Nowadays this can be caused by mixed lighting- light striking the subject from two or more sources where the is a vast differential in color temperature or spectral content. Perhaps another light source such as fluorescent was nearby and is influenced the color balance toward the green.
I do a ton of product photography and every now and again I run into certain materials that seem to be incomparable with the photographic process. There are many fabrics and polymers that contain ultraviolet brighteners that make them appear super white or "day-glow" to the naked eye but fluoresce under light sources with high ultraviolet content such as daylight and electronic flash. Oftentimes the color shift is toward the blue/cyan but I have greenish and turquoise tints. This is rare in digital work- it was more prevalent with color film but you might try a UV or skylight filter.

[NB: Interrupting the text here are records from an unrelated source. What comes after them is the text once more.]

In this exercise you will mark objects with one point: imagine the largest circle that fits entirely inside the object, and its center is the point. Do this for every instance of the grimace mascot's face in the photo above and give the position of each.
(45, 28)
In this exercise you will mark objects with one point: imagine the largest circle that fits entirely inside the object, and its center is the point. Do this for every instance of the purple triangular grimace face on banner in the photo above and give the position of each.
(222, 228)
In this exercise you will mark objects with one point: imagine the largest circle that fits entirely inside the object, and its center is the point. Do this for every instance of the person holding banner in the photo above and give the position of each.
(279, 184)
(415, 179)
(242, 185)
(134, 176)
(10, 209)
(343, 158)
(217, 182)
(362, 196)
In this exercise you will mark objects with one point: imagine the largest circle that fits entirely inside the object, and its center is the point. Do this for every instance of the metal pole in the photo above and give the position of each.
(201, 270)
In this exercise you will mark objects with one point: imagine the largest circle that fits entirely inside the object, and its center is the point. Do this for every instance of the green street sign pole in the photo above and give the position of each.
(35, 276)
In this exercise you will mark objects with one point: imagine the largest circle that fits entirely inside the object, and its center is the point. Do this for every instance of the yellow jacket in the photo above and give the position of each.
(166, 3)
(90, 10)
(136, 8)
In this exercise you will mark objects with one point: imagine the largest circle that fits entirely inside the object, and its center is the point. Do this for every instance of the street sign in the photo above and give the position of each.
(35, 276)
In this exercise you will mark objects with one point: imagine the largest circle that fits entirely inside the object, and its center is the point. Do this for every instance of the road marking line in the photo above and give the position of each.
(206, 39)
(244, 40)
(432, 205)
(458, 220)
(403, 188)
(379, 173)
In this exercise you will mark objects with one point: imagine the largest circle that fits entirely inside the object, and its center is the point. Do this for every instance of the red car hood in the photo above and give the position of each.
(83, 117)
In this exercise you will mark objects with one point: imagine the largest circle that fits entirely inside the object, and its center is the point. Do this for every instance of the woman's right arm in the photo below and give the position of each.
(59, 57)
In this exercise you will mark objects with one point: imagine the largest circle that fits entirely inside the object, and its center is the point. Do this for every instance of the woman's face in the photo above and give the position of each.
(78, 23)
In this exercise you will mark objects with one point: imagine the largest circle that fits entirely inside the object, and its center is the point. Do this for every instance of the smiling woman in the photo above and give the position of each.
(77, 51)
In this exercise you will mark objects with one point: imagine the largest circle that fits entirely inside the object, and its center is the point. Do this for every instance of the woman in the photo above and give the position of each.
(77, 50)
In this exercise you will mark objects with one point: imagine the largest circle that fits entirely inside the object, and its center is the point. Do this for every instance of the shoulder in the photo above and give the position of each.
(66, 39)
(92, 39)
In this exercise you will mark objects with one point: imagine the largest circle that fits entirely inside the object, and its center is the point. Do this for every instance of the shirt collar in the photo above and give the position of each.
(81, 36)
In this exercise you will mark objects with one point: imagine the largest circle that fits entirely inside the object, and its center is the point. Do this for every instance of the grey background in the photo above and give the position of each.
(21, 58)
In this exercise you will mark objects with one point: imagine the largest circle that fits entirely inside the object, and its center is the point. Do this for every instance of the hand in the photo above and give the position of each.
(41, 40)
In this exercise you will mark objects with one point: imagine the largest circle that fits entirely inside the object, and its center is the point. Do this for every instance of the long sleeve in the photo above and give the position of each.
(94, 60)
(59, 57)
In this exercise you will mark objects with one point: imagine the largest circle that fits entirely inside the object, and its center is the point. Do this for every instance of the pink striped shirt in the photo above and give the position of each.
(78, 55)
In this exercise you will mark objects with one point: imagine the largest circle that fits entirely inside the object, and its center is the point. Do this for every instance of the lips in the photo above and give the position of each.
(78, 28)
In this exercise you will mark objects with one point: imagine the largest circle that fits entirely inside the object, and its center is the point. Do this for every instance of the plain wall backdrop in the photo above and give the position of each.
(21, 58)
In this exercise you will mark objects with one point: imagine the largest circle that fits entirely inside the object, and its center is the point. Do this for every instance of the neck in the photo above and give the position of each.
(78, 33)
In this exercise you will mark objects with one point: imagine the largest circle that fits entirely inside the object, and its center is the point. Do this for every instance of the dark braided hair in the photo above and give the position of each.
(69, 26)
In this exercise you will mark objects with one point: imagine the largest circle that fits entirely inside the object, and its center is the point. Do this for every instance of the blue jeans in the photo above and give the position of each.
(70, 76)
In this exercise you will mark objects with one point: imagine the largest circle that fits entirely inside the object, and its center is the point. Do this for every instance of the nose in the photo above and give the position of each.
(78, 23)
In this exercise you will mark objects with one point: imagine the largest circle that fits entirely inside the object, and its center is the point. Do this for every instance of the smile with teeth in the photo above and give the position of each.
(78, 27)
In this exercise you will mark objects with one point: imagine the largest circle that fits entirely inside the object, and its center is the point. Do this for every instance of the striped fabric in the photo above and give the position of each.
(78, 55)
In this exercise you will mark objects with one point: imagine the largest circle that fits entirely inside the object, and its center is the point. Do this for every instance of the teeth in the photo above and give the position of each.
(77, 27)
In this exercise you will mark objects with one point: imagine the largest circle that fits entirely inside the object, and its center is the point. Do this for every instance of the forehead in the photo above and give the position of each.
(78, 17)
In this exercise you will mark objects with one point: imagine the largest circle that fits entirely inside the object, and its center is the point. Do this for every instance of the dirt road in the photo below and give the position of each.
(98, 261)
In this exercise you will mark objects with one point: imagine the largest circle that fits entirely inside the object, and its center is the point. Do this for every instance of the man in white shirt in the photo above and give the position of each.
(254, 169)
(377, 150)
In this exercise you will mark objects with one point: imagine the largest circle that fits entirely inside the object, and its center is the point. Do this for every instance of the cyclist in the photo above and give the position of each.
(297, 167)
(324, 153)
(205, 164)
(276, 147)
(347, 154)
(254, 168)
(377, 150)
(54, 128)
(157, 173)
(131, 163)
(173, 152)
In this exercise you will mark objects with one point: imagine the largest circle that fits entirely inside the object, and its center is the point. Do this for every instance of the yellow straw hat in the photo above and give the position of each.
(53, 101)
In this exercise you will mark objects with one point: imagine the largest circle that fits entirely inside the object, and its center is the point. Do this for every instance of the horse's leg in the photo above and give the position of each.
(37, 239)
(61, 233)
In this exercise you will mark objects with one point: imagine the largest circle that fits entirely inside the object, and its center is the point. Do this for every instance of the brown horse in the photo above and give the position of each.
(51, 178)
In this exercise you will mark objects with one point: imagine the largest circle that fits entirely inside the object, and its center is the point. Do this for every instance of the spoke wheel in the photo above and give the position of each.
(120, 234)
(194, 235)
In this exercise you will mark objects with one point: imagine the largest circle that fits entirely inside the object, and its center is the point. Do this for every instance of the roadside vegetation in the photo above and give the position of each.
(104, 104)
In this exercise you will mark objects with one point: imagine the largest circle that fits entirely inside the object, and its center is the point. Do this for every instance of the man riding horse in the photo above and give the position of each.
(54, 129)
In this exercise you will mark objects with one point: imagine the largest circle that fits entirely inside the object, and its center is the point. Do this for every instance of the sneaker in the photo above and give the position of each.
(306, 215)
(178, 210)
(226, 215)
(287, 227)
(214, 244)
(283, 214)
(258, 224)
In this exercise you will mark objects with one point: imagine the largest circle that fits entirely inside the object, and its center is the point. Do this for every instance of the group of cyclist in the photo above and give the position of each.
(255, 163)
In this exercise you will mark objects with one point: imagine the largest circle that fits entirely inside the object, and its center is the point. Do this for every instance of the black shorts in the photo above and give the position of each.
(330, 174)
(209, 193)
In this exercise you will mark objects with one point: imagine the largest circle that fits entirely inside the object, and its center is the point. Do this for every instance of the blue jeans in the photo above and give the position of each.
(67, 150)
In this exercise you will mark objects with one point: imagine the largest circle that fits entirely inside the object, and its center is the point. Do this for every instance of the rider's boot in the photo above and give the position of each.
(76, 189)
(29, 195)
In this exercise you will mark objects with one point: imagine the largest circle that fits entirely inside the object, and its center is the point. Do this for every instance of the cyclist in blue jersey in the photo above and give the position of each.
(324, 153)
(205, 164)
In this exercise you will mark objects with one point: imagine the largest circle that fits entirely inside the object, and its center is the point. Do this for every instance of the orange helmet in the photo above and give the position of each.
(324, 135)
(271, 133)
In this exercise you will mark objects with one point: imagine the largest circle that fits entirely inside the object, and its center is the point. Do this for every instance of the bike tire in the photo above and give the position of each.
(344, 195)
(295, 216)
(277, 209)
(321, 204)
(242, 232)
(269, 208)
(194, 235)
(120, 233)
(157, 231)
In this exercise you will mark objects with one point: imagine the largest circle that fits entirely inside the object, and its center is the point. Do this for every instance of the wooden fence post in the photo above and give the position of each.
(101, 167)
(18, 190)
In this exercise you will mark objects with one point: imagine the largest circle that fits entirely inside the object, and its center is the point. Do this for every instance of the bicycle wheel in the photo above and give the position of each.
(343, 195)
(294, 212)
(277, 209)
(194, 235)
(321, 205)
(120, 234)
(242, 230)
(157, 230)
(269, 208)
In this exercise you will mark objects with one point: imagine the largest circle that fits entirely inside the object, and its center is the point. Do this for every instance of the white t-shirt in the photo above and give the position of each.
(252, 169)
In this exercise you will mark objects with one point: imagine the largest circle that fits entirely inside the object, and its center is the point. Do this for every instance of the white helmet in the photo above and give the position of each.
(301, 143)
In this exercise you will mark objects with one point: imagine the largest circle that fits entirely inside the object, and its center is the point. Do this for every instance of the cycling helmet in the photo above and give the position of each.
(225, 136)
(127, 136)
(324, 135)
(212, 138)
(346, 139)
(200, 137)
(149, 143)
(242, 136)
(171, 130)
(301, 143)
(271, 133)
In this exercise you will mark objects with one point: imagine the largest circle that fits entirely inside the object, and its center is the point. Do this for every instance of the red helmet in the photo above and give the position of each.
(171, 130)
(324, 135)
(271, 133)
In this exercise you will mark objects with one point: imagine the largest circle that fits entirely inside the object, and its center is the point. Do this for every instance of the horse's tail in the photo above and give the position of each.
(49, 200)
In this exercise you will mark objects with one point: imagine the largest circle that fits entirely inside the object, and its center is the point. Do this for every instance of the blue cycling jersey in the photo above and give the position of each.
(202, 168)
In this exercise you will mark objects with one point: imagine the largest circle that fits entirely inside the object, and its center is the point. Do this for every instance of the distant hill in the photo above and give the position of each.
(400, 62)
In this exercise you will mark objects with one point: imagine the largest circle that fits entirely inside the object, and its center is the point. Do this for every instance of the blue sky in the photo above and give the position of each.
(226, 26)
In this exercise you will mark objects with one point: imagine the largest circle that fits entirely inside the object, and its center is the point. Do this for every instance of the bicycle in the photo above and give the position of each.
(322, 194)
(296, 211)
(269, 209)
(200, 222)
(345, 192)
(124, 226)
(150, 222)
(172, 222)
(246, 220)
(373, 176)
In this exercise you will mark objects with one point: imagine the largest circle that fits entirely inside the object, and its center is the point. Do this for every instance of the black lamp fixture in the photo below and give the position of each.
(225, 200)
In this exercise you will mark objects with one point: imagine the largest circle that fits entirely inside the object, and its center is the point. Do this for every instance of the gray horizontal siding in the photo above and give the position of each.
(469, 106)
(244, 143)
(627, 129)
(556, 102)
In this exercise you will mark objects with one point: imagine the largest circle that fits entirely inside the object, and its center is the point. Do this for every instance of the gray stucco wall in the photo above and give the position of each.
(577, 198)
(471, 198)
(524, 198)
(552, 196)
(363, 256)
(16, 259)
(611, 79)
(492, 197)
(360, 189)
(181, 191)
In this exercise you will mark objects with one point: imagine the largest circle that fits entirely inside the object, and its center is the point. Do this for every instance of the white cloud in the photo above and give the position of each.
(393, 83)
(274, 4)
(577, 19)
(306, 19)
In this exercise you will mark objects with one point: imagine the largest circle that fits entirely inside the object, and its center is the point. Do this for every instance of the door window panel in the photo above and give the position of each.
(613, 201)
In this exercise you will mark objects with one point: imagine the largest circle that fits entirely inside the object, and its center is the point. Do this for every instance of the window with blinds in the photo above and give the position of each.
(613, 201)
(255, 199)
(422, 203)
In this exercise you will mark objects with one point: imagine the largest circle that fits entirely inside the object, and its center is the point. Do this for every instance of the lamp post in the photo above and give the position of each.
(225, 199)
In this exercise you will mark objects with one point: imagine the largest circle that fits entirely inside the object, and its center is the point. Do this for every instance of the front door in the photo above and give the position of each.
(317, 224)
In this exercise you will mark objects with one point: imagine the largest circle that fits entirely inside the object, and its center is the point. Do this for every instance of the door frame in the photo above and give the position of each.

Of course, it is difficult to troubleshoot or diagnose a problem like this without a color test target and making certin that everything in you system is properly calibrated. I just assumed that the carpet that shows in the background of you image is kinda neutral and went on from there. I pumped in enough magenta to set the carpet on fire but there is still a greenish tint in the product. If this is some kinda anomaly in the material, the only remedy is local color correction in post processing. I de-saturated the color and and reduced the structure- see attached image.
If this does not occur with othere subject, there is probably nothing wrong with your system.